J.CaM1.6 and Jurkat cells (1 × 106) were stimulated with 2 µg/ml phytohemagglutinin (PHA)-P (Honen, Tokyo) or 100 ng/ml SEE and Raji cells (5 × 104) for 16 h. After wash with staining buffer (Hanks' balanced saline solution containing 5% calf serum and 0.02% sodium azide), cells were stained with fluorescein isothiocyanate-conjugated anti-human CD69 (Pharmingen, San Diego, CA) in staining buffer. Samples were analyzed by flow cytometry using FACScan (Becton-Dickinson, San Jose, CA).


RESULTS

Jurkat cells, which express Vbeta 8, were previously shown to respond strongly to staphylococcal enterotoxins A, D, and E presented by Raji cells, a leukemic B-cell line (32). To analyze the detailed mechanism of T-cell activation by staphylococcal enterotoxins, NF-AT-dependent transcriptional activity was measured after stimulation. As shown in Fig. 1A, treatment with SEE plus Raji cells strongly induced the NF-AT activity of Jurkat cells. Surprisingly, J.CaM1.6 cells, which are Lck-deficient (6), showed equivalent reactivity against SEE compared with Jurkat cells. This activation by SEE is TCR-dependent since the TCR-negative Jurkat mutant, J.RT3.T3.5 (27), did not show any response. SED also activated J.CaM1.6 and Jurkat cells equally well (Fig. 1B). There was no difference between Jurkat and J.CaM1.6 cells in reactivity against limited amounts of SEE (Fig. 1C). On the other hand, the anti-idiotypic antibody against Jurkat TCR, C305 (27), completely failed to activate J.CaM1.6 cells (Fig. 1D). It should be noted that the CD45-deficient mutant, J.45.01 (28), showed a greatly reduced response to SEE (Fig. 1A).
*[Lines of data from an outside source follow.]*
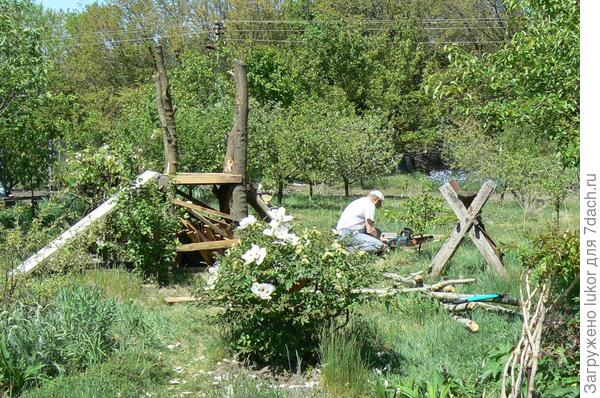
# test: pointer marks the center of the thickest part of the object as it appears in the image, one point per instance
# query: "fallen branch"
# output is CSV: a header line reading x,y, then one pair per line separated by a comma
x,y
468,323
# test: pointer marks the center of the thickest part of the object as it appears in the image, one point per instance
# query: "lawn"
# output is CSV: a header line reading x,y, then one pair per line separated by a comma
x,y
168,351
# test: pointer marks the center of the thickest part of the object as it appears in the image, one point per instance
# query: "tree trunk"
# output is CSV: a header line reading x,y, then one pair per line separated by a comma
x,y
239,204
166,112
346,187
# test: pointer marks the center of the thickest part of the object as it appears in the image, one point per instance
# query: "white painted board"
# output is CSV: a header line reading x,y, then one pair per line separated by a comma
x,y
99,213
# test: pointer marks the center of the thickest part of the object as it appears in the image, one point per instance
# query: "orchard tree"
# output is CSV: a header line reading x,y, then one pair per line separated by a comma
x,y
530,85
26,127
361,147
534,176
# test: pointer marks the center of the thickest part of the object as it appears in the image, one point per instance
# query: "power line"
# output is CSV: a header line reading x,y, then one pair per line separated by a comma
x,y
484,23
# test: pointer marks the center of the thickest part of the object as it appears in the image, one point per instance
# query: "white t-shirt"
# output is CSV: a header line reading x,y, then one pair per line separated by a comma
x,y
356,214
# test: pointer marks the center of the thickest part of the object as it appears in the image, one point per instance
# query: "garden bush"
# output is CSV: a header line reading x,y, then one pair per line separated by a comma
x,y
141,233
277,290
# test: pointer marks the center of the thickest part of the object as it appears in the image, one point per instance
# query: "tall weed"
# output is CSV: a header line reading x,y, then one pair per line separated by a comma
x,y
68,334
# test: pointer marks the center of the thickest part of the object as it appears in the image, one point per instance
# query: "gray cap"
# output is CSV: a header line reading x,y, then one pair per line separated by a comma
x,y
376,194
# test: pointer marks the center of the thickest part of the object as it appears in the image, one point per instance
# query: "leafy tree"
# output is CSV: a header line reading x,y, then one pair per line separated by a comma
x,y
530,85
533,176
26,129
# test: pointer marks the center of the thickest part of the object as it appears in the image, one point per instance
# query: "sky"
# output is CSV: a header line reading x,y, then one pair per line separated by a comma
x,y
65,4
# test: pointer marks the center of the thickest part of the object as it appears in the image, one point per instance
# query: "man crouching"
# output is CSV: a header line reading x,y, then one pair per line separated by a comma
x,y
357,224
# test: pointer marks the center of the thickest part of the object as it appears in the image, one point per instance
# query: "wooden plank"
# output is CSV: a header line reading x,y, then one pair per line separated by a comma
x,y
213,226
219,244
194,200
206,178
202,209
100,212
467,218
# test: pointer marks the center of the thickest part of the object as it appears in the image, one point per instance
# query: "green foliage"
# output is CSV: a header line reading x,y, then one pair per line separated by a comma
x,y
528,82
26,130
277,292
69,334
534,177
16,374
419,212
269,77
345,368
554,257
141,233
96,174
127,374
436,386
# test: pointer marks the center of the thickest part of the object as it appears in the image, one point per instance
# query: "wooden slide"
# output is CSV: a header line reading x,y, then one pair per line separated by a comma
x,y
99,213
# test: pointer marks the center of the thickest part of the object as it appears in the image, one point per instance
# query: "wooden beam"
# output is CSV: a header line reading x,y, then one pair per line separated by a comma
x,y
206,178
100,212
212,226
218,244
467,218
201,209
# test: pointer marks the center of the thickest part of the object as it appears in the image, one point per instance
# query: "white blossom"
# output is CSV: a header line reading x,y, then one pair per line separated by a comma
x,y
255,254
213,276
262,290
246,222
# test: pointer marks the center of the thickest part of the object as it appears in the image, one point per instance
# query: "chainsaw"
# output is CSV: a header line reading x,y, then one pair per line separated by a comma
x,y
406,238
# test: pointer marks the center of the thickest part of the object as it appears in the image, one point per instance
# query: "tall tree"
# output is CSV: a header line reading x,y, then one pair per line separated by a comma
x,y
25,132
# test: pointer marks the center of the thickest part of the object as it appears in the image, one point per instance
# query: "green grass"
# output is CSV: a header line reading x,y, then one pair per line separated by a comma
x,y
172,351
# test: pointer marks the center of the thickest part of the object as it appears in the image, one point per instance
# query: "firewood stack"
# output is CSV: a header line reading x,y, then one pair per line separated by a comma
x,y
445,291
Fig. 1. Lck-independent activation of NF-AT by SEE and SED. A, NF-AT activation by SEE in mutant lines derived from Jurkat cells. Jurkat cells and mutant derivatives were stimulated with Raji cells pretreated with SEE (100 ng/ml). Each cell line, except J.RT3.T3.5, expresses an equivalent level of TCR (not shown). SEE-induced NF-AT activity is presented as the percent activity against maximum responses induced by stimulation with phorbol 12-myristate 13-acetate plus ionomycin. The J.CaM1.6 cell line is the Lck kinase-deficient derivative of the Jurkat cell line. J.RT3.T3.5 cells lost expression of TCR due to the mutation of the TCR beta  chain. J.45.01 cells are deficient in expressing CD45 protein-tyrosine phosphatase. B, comparison of stimulatory ability of SEE and SED in J.CaM1.6 and Jurkat cells. Jurkat (open bars) and J.CaM1.6 (closed bars) cells were stimulated with Raji cells pretreated with 100 ng/ml SEE or SED. NF-AT activity in cells stimulated for 10 h was determined and is presented as the -fold increase over unstimulated Jurkat cells. C, reactivity of Jurkat and J.CaM1.6 cells against limited amounts of SEE. The sensitivity of Jurkat and J.CaM1.6 cells to SEE was tested by serially diluting SEE. NF-AT activity under each condition was determined and is presented as the percent activity of the maximum response of Jurkat cells. D, anti-receptor antibody-induced NF-AT activity in Jurkat cells, but not in J.CaM1.6 cells. Jurkat and J.CaM1.6 cells were stimulated for 10 h with serially diluted ascites of anti-TCR monoclonal antibody C305. NF-AT activity was determined and is presented as described for C.
[View Larger Version of this Image (25K GIF file)]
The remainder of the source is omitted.